In order to obtain a data source related to the fog visibility prediction method, the data of the embodiment is derived from a national integrated weather information sharing platform (hereinafter, referred to as CIMISS) system, which is a weather data unified service interface with unified standard, rich resources, and fast and efficient invocation. And the method is convenient for people to acquire relevant fog visibility prediction data.

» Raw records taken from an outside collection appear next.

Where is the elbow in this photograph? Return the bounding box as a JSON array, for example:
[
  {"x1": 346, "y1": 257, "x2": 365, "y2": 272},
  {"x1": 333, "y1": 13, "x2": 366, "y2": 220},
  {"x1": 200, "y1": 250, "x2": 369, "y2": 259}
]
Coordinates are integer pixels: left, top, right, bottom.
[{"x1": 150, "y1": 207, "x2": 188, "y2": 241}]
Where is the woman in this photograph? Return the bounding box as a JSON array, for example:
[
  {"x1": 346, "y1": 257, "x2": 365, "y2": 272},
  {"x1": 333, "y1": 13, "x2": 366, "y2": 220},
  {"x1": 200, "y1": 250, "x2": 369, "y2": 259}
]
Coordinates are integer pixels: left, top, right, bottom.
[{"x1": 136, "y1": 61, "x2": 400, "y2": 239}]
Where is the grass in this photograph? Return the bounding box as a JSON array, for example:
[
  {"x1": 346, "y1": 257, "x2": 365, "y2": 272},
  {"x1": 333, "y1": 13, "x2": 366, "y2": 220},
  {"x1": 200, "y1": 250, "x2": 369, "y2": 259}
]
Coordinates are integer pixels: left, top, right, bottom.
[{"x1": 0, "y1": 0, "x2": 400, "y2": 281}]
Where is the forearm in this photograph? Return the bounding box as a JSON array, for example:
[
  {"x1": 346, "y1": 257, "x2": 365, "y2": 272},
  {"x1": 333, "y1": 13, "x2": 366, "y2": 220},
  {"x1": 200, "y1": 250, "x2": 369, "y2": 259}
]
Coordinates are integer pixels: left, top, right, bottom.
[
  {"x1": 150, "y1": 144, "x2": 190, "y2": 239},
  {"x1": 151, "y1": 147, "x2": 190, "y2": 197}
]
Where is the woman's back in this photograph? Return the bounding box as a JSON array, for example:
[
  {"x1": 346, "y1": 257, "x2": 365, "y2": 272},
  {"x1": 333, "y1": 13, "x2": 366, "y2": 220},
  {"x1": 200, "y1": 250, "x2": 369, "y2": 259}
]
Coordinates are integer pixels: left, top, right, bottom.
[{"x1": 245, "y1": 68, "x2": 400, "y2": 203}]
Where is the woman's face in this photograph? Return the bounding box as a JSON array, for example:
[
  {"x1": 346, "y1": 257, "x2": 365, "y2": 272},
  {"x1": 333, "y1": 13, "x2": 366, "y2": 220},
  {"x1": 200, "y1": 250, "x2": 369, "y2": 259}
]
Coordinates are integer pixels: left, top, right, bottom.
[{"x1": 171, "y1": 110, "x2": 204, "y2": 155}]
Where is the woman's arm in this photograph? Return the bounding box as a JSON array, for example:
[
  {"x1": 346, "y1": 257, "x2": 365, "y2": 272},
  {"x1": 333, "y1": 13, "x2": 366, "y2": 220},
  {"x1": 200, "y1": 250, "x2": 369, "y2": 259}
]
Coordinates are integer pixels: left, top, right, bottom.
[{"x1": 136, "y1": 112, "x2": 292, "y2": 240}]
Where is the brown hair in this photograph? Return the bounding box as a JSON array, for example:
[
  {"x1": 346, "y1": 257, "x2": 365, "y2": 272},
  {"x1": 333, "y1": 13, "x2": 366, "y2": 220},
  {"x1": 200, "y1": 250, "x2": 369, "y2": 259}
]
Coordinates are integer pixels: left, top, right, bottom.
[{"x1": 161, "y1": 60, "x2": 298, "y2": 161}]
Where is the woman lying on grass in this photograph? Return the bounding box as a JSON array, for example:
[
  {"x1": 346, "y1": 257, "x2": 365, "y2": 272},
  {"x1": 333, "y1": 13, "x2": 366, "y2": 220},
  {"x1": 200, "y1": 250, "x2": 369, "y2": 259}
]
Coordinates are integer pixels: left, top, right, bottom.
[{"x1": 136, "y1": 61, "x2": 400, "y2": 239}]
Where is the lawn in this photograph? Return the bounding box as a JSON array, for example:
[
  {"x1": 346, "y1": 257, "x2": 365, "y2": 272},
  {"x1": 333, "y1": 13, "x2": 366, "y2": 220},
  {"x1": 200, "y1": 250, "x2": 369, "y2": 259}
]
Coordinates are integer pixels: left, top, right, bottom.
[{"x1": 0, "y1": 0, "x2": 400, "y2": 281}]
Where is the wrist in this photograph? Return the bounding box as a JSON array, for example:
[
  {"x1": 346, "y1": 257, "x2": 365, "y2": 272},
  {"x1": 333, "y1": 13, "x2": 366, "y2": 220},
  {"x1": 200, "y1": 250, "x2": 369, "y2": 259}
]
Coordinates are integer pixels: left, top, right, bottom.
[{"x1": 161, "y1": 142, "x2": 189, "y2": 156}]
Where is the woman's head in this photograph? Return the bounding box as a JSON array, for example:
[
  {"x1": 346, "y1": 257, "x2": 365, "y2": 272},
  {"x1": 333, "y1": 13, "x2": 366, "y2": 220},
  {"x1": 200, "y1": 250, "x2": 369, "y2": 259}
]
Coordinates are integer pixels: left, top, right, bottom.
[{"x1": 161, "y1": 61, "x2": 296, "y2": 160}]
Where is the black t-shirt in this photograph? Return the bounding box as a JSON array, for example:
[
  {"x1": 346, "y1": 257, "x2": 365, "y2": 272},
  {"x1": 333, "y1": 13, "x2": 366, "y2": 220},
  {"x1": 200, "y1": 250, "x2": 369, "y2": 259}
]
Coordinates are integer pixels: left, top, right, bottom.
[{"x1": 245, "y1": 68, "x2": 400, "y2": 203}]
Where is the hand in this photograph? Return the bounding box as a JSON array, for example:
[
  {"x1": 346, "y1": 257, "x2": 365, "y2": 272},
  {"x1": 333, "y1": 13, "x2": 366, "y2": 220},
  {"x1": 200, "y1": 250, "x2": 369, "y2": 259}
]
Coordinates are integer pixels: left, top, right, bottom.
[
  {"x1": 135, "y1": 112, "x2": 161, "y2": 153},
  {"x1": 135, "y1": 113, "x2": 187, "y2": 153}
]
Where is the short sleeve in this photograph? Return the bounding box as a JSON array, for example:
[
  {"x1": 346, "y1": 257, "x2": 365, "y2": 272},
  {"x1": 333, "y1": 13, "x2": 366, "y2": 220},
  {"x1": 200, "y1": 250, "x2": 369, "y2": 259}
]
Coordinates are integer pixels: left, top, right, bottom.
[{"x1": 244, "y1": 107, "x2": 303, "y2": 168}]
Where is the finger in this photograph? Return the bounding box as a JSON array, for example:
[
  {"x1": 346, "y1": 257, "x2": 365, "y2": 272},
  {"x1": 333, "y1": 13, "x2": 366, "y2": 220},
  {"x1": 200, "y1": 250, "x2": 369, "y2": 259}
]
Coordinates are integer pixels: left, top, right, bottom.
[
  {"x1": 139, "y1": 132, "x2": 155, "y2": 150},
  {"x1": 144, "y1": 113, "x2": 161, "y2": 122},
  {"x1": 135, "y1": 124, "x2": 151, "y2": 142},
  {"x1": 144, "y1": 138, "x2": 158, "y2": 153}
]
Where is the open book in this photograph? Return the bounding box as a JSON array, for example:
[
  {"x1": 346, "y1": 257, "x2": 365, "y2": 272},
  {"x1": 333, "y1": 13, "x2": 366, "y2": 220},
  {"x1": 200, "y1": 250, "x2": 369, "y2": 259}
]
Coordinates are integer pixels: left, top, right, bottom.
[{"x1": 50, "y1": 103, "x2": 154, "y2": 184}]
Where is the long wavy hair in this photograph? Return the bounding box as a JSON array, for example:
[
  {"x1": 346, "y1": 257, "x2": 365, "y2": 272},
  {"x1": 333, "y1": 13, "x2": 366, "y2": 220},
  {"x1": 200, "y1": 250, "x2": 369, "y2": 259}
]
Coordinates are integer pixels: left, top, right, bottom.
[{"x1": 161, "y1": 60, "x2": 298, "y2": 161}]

In order to obtain the original data of the predicted fog visibility, the attribute data of the predicted fog visibility sample in this embodiment are all from a ground radar observation data interface of the CIMISS, the data year is 10 minutes of data of all stations in nearly five years, and the downloaded original data of the predicted fog visibility include air pressure, temperature, relative humidity and the like.
In order to process original data of fog visibility prediction, the data source of the embodiment needs to be cleaned according to a specific fog visibility prediction attribute threshold value, and part of the data with the attribute not meeting the meteorological range is cleaned; and merging the data according to each site, wherein the downloaded attributes comprise some similar attributes, such as 1-minute fog visibility and 10-minute fog visibility, the two similar fog visibility prediction attributes are minimized, and the two attributes are merged. (ii) a
In order to add different time attributes as new attributes to each fog visibility prediction data attribute in each website, a time window model method needs to be adopted to obtain the different time attributes for the embodiment, according to each set time threshold range, the method performs difference between the time corresponding to the current data and the corresponding threshold range to obtain new time, according to the obtained new time, the line number of the data corresponding to the data set is found out, and certain fog visibility prediction attributes in the line are taken as the new attributes of the current time and added to the current time, and the threshold range of the fog visibility prediction time window model adopted by the method is 1 hour and 2 hours.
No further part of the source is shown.